In Africa, religion and family were all-important. Johnson says religion and family continue to be the two strengths of African-American life. She spoke of churches fighting the war against crack. Of churches providing everything from day care to classes for young black fathers to geriatric services.

And as for black families, Johnson said, it's time to correct the stereotypes of lazy, uninvolved fathers and tough, emasculating mothers. Modern sociologists are finding family patterns that are more like tribal culture than like white European culture. In Africa ties of blood are stronger than ties of marriage.

When a couple marry, they live with the husband's extended family or with the wife's extended family. In most tribes there is no such thing as an orphan. If parents die, other relatives raise the children.

In America, researchers are finding, the tradition continues. Black families are more likely than whites to take in distant relatives. "We have the ability to absorb our own," Johnson said. That's a strength.

New studies show that black fathers value the companionship of their children. To them, that's what being a father is about.

White fathers, those who are a product of European cultures, tend to see their primary role as breadwinner and disciplinarian. Johnson said society ought to be giving black fathers credit for choosing to be warmer, less macho fathers.

But we don't, she said. Even black fathers buy into the stereotypes about blacks. Johnson cites a new study that shows the typical black man thinks he, himself, is a good father, but believes black men in general are bad fathers.

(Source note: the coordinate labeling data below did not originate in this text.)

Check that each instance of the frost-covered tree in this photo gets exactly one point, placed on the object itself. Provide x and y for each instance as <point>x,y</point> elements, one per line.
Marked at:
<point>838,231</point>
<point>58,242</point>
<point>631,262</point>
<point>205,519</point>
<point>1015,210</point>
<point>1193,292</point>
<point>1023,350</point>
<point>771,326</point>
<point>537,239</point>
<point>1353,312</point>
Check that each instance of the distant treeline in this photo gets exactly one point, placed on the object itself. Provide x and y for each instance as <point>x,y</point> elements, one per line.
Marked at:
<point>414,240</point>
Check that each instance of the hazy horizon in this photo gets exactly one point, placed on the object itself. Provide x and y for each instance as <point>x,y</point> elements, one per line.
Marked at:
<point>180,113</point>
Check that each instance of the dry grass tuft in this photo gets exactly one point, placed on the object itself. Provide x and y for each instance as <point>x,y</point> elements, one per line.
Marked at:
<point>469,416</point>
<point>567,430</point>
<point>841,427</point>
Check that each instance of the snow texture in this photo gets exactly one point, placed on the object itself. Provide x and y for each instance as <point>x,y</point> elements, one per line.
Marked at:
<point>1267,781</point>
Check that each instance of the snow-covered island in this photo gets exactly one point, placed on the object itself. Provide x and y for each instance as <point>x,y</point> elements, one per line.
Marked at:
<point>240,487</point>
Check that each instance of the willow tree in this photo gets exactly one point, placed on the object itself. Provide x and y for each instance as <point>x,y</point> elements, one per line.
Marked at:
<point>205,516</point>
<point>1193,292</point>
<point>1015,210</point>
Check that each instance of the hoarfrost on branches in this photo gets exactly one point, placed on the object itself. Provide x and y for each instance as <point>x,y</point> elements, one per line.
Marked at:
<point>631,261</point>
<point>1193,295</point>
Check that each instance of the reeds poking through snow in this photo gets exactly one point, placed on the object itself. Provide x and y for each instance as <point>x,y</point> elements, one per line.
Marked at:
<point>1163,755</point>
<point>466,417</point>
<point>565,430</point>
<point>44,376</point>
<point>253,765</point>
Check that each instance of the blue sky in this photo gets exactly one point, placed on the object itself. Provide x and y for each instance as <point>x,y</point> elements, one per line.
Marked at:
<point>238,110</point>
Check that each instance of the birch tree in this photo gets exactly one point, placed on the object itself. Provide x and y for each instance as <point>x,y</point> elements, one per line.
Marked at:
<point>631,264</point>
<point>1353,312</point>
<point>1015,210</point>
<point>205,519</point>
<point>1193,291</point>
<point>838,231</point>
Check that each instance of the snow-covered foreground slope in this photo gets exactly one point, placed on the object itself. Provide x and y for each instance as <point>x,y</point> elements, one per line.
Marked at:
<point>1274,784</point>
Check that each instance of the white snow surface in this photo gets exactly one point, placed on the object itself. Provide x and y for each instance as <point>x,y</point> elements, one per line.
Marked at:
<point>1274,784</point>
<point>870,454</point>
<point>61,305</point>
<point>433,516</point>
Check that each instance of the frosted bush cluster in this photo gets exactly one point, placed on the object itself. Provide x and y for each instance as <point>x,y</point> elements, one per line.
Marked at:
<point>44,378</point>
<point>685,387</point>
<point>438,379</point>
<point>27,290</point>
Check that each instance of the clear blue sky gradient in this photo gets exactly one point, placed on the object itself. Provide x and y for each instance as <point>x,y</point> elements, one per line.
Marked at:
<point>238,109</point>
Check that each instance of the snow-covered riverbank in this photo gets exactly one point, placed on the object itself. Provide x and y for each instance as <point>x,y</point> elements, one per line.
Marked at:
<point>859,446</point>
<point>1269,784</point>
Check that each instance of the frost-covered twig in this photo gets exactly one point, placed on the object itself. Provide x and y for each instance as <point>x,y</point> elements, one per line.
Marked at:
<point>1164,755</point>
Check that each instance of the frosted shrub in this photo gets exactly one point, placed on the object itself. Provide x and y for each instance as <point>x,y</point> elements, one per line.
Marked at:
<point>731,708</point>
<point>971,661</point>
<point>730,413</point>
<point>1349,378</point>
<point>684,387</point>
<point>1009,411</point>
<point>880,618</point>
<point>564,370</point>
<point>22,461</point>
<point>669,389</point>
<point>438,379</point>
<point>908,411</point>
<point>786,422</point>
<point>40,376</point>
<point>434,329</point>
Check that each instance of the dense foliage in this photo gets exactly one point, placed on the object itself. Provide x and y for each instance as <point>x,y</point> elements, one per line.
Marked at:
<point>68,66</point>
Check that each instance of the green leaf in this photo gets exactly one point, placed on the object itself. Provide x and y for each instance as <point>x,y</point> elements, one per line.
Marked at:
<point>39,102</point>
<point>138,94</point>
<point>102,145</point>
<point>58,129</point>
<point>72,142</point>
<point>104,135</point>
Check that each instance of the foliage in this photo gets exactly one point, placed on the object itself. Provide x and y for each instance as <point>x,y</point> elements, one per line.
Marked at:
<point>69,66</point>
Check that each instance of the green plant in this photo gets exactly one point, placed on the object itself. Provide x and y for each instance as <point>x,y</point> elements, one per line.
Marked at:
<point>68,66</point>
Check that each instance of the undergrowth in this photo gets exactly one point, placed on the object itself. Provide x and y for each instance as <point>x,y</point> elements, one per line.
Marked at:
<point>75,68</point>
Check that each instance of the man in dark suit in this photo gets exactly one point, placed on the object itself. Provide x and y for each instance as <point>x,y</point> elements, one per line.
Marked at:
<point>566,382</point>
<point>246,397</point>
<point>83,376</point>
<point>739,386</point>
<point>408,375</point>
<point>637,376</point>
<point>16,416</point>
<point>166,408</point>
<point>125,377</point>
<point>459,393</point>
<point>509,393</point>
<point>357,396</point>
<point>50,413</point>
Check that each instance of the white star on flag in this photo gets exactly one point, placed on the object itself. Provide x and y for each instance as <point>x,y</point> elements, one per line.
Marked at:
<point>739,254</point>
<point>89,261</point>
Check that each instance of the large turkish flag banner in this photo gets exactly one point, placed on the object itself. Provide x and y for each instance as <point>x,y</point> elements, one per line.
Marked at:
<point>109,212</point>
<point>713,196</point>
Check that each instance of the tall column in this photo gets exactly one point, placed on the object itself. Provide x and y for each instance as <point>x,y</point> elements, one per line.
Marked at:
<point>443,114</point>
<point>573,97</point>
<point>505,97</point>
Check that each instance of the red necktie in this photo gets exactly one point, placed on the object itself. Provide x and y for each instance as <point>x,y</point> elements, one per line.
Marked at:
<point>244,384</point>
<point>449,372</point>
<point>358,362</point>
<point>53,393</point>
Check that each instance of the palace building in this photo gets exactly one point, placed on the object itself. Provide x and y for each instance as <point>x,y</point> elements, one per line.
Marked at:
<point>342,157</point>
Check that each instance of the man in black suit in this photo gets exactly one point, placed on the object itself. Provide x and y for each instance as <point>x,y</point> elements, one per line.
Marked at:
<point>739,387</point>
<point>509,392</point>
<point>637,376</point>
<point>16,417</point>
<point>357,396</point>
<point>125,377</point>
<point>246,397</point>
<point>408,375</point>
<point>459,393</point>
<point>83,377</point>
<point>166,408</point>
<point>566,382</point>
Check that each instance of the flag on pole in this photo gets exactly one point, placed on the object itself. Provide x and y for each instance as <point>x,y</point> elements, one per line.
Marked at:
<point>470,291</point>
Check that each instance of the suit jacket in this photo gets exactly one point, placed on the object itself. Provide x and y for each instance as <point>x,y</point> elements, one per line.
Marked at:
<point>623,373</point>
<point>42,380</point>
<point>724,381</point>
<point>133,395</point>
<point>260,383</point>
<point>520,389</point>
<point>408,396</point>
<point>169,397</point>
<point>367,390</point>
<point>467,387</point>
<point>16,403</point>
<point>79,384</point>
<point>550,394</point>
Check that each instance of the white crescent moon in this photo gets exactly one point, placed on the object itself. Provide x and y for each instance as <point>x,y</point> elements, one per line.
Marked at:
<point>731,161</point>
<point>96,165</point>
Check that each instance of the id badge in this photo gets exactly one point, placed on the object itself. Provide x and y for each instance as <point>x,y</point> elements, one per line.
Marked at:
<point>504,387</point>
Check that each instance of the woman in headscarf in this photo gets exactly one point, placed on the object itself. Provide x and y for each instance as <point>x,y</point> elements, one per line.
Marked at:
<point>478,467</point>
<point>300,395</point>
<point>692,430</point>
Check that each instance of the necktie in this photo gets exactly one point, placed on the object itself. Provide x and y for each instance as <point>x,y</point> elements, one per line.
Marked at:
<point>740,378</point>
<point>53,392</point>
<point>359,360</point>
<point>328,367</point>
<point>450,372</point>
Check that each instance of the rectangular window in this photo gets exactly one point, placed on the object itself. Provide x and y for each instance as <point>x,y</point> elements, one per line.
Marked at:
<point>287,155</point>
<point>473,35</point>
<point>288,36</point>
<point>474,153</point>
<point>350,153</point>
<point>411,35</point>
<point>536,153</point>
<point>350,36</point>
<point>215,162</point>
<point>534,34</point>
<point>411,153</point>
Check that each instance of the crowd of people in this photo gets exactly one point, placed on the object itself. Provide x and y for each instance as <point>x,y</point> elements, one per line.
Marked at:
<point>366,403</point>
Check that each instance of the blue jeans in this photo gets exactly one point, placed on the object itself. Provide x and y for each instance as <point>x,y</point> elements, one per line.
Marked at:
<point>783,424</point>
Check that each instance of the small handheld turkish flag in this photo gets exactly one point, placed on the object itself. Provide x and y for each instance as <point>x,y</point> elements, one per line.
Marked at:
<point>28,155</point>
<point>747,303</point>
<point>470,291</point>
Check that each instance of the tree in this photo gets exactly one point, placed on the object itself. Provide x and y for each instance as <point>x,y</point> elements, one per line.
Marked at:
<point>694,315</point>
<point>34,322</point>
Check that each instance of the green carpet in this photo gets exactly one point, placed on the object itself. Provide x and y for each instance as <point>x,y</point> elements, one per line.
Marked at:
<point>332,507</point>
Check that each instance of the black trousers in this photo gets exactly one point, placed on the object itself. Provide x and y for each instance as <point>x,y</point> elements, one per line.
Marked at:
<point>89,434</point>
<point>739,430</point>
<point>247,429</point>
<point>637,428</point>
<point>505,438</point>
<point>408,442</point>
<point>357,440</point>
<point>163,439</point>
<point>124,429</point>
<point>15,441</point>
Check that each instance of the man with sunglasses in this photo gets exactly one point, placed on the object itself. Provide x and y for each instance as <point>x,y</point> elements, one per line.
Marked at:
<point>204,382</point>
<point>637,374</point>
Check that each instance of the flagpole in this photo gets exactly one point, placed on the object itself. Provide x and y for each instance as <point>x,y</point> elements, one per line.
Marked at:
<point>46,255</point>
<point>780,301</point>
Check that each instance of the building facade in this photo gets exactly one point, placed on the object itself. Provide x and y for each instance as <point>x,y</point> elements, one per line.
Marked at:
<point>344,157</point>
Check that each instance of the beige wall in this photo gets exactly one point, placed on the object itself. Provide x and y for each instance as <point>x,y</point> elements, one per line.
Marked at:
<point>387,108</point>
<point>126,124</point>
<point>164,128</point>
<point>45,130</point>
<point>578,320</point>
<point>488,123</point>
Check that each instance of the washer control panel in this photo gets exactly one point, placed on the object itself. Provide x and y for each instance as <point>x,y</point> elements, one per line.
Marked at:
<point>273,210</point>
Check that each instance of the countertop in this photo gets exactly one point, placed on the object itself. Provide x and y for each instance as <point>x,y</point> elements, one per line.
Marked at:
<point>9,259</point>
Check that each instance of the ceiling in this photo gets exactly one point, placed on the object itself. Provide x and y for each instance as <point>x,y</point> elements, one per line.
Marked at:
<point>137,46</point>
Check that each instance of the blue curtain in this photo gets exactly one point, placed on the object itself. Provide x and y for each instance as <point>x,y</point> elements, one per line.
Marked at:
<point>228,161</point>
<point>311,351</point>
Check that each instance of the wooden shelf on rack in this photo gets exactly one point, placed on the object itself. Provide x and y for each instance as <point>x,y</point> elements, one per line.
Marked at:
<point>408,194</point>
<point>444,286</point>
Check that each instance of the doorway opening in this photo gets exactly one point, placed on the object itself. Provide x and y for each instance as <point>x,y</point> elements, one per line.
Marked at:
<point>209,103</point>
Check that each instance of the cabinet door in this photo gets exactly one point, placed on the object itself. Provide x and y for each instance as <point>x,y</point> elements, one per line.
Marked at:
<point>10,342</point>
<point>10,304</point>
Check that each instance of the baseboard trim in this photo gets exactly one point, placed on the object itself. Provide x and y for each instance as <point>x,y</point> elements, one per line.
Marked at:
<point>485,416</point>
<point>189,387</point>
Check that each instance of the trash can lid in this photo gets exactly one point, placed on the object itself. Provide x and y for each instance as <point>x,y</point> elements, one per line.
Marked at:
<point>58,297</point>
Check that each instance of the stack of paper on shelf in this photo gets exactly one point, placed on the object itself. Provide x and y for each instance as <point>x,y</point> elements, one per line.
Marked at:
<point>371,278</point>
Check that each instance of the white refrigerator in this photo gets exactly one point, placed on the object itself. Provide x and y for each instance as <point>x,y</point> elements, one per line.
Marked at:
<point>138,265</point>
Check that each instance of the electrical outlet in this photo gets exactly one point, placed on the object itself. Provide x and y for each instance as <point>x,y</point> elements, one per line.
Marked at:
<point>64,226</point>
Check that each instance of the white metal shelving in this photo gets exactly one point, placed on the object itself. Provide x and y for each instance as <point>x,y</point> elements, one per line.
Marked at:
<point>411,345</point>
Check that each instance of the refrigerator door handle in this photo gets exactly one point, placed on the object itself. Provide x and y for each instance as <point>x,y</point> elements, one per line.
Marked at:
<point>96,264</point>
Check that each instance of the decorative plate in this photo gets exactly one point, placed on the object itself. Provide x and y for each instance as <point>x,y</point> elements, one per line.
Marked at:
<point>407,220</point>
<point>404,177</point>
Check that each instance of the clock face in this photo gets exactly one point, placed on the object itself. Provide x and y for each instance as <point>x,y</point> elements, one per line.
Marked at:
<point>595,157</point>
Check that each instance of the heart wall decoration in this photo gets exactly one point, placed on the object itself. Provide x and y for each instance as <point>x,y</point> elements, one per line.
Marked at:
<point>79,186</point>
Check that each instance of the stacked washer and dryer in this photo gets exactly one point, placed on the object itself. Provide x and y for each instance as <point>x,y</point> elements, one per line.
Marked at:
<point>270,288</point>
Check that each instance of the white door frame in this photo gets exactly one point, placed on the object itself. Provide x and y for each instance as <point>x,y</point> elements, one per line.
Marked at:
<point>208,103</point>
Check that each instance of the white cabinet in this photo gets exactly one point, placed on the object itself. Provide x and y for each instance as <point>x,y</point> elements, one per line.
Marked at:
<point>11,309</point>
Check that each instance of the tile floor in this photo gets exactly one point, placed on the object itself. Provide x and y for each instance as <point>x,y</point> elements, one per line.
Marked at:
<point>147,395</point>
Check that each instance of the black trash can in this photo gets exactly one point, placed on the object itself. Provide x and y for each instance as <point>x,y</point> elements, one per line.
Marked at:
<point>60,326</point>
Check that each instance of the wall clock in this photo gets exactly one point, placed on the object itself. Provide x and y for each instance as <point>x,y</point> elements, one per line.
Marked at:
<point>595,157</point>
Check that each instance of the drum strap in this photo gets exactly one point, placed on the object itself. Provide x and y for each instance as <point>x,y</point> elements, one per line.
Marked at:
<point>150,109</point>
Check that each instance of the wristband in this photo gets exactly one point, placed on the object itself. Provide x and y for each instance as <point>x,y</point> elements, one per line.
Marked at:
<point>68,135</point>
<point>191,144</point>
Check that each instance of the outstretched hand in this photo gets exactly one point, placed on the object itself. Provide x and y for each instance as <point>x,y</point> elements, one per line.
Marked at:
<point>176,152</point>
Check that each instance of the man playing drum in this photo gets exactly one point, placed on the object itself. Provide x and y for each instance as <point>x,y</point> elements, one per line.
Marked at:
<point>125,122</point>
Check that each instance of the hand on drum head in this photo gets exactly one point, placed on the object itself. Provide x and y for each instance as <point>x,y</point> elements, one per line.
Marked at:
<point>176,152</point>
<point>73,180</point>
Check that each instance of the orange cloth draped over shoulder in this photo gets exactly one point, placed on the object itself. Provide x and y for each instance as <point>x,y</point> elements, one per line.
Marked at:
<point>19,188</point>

"The nuclear family has only limited and partial relevance for blacks," Johnson said. When we stop calling white nuclear families "normal" we might come to appreciate the good things about black families.

We might appreciate what black churches are doing - without government funding. We might start to see female heads of households as a productive and stablizing force, she said. We might value black men as fathers.

"How many of you even knew that 200,000 people gathered to celebrate black families in 1986?" Boulin asked. (Two people in her audience raised their hands.)

She concluded, "It was not, I say not, a protest. It was a celebration."